[660] in linux-security and linux-alert archive
Re: [linux-security] two comments..
daemon@ATHENA.MIT.EDU (Detlef Lannert)
Thu Apr 4 15:03:41 1996
From: Detlef Lannert <lannert@lannert.rz.uni-duesseldorf.de>
To: hobbit@avian.org (*Hobbit*)
Date: Thu, 4 Apr 1996 15:01:51 +0200 (MET DST)
Cc: linux-security@tarsier.cv.nrao.edu, best-of-security@suburbia.net
In-Reply-To: <199604031802.NAA20575@narq.avian.org> from "*Hobbit*" at Apr 3, 96 01:02:59 pm
Reply-to: lannert@uni-duesseldorf.de
Hobbit wrote:
[Mod: Quoting trimmed. --Jeff.]
> static unsigned char bflgs[] = {
> 1, 1, 1, 1, 1, 1, 1, 1, /* nul - ^G */
[ 14 lines of obvious contents deleted ]
> 1, 1, 1, 1, 0, 1, 0, 0 /* x - del */
> }; /* bflgs */
>
> and characters are easily sanitized/checked/whatever by or-ing out the
> high bit from the character in question and doing something like
>
> register unsigned char q;
> register int x;
>
> for (x = 0; x <= len; x++) {
> q = (unsigned char) (string[x] & 0x7f); /* rip hibits */
> if (q == 0)
> break; /* end of string */
> if (bflgs[q] == 0) {
> appropriate code /* bad char, no donut */
> } else {
> appropriate code /* good char, DTRT */
> }
> } /* for */
Objection, Your Honour!
(a) Not every machine uses us-ascii encoding internally. Those with, say,
ebcdic are getting rare, but they still exist, and there may be other
strange architectures as well. Posix does not make any assumptions about
the specific order in which uc/lc letters, digits, etc. appear, and a
sensible program should not either.
(b) Not everyone uses the English alphabet. There are a few of us who
sometimes uses those strange characters in the code range of 128..255.
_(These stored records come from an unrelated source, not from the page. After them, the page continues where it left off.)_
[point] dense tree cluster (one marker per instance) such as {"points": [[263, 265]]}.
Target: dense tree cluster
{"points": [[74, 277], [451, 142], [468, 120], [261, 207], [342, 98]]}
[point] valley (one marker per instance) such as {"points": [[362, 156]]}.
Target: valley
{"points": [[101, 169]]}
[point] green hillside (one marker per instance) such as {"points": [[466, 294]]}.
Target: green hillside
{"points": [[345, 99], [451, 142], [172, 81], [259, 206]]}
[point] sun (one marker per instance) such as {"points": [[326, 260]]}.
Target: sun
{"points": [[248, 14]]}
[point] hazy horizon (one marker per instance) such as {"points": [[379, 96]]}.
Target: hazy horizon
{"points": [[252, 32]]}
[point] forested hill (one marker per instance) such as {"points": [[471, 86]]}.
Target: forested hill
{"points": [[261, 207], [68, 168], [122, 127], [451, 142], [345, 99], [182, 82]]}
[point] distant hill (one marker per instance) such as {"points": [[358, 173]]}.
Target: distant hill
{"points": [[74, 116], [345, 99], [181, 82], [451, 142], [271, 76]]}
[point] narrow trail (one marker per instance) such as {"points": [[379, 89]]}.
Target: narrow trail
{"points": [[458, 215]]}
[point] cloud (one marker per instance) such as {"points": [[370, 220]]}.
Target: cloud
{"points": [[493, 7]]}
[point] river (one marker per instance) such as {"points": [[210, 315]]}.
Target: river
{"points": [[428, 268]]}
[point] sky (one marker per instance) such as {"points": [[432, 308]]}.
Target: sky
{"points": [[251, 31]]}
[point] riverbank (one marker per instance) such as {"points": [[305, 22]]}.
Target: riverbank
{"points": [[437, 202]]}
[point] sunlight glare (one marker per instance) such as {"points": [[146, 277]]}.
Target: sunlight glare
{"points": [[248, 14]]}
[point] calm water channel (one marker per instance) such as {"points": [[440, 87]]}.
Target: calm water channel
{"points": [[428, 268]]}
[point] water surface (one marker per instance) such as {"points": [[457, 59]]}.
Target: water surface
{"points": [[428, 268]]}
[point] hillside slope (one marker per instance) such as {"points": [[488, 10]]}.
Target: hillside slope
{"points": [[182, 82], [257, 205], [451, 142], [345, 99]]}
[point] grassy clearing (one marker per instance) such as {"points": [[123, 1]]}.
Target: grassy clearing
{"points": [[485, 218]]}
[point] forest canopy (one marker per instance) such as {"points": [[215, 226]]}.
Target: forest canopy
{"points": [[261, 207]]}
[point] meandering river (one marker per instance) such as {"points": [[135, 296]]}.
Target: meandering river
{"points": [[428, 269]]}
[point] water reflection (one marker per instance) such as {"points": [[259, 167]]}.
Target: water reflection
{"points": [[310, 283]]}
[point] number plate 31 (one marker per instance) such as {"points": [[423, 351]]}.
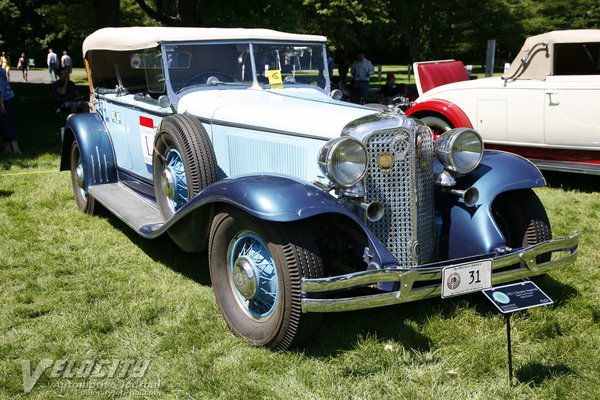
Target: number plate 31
{"points": [[466, 278]]}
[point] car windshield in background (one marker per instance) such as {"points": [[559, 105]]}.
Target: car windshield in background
{"points": [[298, 64], [192, 65]]}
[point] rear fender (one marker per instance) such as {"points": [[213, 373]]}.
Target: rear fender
{"points": [[95, 148], [448, 110], [465, 231]]}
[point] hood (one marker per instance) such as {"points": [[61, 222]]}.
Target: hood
{"points": [[483, 83], [302, 111]]}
Even if full Unicode multibyte encodings are not supported, Latin-1
(ISO-8859-1) and the like should be acceptable. Just folding the upper
half of the possible one-byte values onto the lower half and then indexing
a table will produce, hmm, unsatisfactory results.
[Mod: For both of these points it strikes me that such
decisions--allowing extended character codes and addressing
ASCII/EBCDIC/etc. issues--should be made case-by-case depending upon the
intended use of the passed characters and the desired level of code
portability, respectively. There isn't One Great Solution here, IMHO,
so let's try not to "what if" this to death.... --Jeff.]
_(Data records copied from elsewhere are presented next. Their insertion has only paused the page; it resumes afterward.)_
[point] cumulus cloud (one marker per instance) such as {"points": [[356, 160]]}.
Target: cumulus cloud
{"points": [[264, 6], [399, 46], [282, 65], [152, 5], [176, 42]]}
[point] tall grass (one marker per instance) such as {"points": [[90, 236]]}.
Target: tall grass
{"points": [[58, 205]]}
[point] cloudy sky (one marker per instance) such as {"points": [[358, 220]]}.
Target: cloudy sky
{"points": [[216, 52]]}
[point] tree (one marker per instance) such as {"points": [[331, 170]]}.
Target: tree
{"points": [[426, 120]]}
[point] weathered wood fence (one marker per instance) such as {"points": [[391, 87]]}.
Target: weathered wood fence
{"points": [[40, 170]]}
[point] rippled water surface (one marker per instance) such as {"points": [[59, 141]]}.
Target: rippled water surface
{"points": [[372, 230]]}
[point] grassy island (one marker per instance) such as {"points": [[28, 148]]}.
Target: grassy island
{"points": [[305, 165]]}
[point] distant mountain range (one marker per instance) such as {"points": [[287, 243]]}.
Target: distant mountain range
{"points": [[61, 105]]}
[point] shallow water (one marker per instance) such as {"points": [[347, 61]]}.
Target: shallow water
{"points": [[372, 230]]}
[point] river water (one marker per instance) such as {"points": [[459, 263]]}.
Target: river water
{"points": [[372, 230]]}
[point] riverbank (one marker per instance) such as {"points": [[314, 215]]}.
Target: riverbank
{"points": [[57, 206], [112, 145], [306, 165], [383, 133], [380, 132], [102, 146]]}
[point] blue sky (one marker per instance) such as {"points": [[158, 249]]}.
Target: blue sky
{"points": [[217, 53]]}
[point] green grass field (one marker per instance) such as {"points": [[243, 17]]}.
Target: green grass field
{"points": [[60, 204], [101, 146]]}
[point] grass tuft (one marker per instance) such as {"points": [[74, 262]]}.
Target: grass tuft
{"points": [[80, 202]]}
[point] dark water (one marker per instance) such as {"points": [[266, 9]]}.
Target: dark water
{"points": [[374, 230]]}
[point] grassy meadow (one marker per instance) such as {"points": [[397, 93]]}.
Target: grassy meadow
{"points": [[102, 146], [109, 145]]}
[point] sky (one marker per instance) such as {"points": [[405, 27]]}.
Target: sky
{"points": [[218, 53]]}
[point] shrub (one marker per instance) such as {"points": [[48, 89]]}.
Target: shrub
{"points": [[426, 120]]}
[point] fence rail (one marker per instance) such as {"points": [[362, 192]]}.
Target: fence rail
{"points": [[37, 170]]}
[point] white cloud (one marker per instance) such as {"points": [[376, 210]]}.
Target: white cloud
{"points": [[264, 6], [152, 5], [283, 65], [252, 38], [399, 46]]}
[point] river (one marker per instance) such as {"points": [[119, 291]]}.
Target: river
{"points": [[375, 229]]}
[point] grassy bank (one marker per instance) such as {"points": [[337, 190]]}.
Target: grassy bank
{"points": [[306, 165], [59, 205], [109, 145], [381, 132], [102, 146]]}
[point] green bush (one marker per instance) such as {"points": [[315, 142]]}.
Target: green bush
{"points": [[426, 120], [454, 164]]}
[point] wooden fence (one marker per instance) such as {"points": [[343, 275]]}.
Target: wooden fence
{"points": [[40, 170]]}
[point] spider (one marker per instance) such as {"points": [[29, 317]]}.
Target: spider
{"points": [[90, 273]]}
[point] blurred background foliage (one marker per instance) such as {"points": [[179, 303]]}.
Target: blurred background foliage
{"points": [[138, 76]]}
Let me suggest a different approach. It might have other flaws -- I'm not
a C guru and will be thankful for any corrections and/or improvements --
but it is quite short and, I hope, gets the code issue right. It burns
a few more bytes of storage, but that shouldn't really matter in this age
of the pentiums and megabytes. Here it goes:
/* initialization */
unsigned char badchars[] = "'\n\e\"" /* or such */;
unsigned char allchars[256] = { 0 };
int i;
unsigned char *p;
for (p = badchars; *p; p++)
allchars[*p] = 1 /* or whatsoever */;
/* some thousand lines later ... */
unsigned char string[...];
/* ... */
for (x = 0; x <= len; x++) {
if (q = allchars[string[x]]) {
/* handle a bad character */
} else {
/* do something useful */
}
}
I agree with your further remarks on using such a table to denote various
character classes, and on being restrictive wrt the acceptable control
characters. But -- if at all possible -- let the >0x7f characters pass!
Detlef
--
Detlef Lannert +49-211-8113905 E-Mail: lannert@uni-duesseldorf.de
PGP 2.x key available (finger lannert@clio.rz.uni-duesseldorf.de)
"Ordnung ist etwas fuer Leute, die nicht eins sind mit der Welt."
- Max Frisch